Senecal bat um Ruhe.
»Gleichwohl ist der Rat überzeugt«, zitierte er das Verdikt weiter, »dass keine irdische Macht beweisen könne, ob der Angeklagte vor dem Mädchen gestanden und den tödlichen Hieb ausgeführt habe. Das Urteil müsse weise und salomonisch sein.«
»Keine Schlinge für den Dreckskerl?«, wiegelte der Rothaarige die Menge auf. »Keine Schlinge, hört ihr? Er soll davonkommen! Er soll davonkommen damit!«
»Möge der Herrgott uns davor bewahren!«, redete Senecal gegen den entstandenen Tumult an. »Die Minenarbeiter von Fort Yukon verurteilen den Angeklagten zur Verbannung in die Wildnis. Er erhält ein Zelt, eine Schaufel und eine Tagesration Proviant.«
Die Versammelten tobten vor Wut und Unverständnis.
Sie bezichtigten Senecal der übertriebenen Milde und des Hohns gegenüber der Toten, die in den Armen ihres Vaters gelegen habe, als sie den letzten Gang zum Fort angetreten hätte. Als zwei Männer Senecal zwischen sich einzwängten, hob der Fortkommandant den Arm und befahl die anderen Ratsmitglieder heraus.

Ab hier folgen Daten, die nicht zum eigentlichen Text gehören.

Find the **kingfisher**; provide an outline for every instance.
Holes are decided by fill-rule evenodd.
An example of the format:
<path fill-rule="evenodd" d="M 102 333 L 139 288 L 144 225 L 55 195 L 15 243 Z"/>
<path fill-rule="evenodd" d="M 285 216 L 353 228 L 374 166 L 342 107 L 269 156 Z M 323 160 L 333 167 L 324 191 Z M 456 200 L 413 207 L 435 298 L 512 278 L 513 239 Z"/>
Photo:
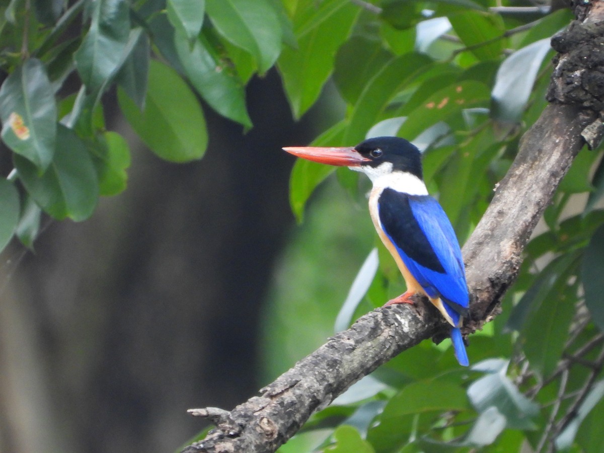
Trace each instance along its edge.
<path fill-rule="evenodd" d="M 347 147 L 288 147 L 298 157 L 345 166 L 373 183 L 369 213 L 378 234 L 403 275 L 406 291 L 386 305 L 426 296 L 451 325 L 460 365 L 469 361 L 460 330 L 469 297 L 459 242 L 451 222 L 423 182 L 421 153 L 404 138 L 376 137 Z"/>

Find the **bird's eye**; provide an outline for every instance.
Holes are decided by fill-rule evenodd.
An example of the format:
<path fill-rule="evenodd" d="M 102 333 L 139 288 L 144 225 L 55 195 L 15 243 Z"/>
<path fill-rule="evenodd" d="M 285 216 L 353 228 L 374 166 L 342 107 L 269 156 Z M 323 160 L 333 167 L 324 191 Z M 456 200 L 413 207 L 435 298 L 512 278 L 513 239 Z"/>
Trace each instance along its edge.
<path fill-rule="evenodd" d="M 369 155 L 373 157 L 374 159 L 377 159 L 379 157 L 382 157 L 382 155 L 384 154 L 384 151 L 381 150 L 379 148 L 376 148 L 375 149 L 372 149 L 369 152 Z"/>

Sie erschienen im Beisein von Lassiter.
Der Amerikaner war an Armen und Beinen gefesselt und trottete bis zur ersten Treppenstufe. Einer der Männer spuckte nach ihm und wirbelte eine Schaufel durch die Luft. Der Verurteilte indes zuckte nicht mit der Wimper.
»Runter mit euch!«, befahl Senecal und trieb die Menge von den beiden Treppenstufen am Blackbear’s. Er nahm das Verdikt und hielt es vor die Aufgebrachten. »Das Urteil ist gefallen, Leute! Er wird in die Wildnis gehen! Nehmt es an oder nicht!« Er ließ eine lange Pause. »Wenn Ihr es zerreißt, herrscht das Lynchgesetz in Fort Yukon! Ihr müsst euch entscheiden!«
Bald darauf kehrte Totenstille vor dem Blackbear’s ein.
Die Felshacken und Äxte verschwanden zwischen der Schar von Köpfen, die soeben noch Lassiters Tod gefordert hatten. Außer den Atemstößen der Aufrührer, die gedemütigt den Rückzug antraten, war nur der Wind über den Baumkronen zu vernehmen.
»Alaska«, sagte Senecal mit Pathos in der Stimme. »Alaska ist das wahre Land der Freien. Es ist das Land, in dem jeder nach Glück zu suchen vermag. Es ist das Land, in dem wir entschlossen sind zu leben.« Er schaute zu Lassiter. »Es wird seine Verbrecher gebührend behandeln. Aber es ist kein gesetzloses Land.«
Wie ein fremdartiger Balsam lagen Senecals Worte in der Luft und tilgten die letzten Spuren von Bitterkeit unter den Minenarbeitern. Die Männer schauten mit düsteren Blicken zu Lassiter hinauf und ließen sich zu keinen weiteren Flüchen hinreißen.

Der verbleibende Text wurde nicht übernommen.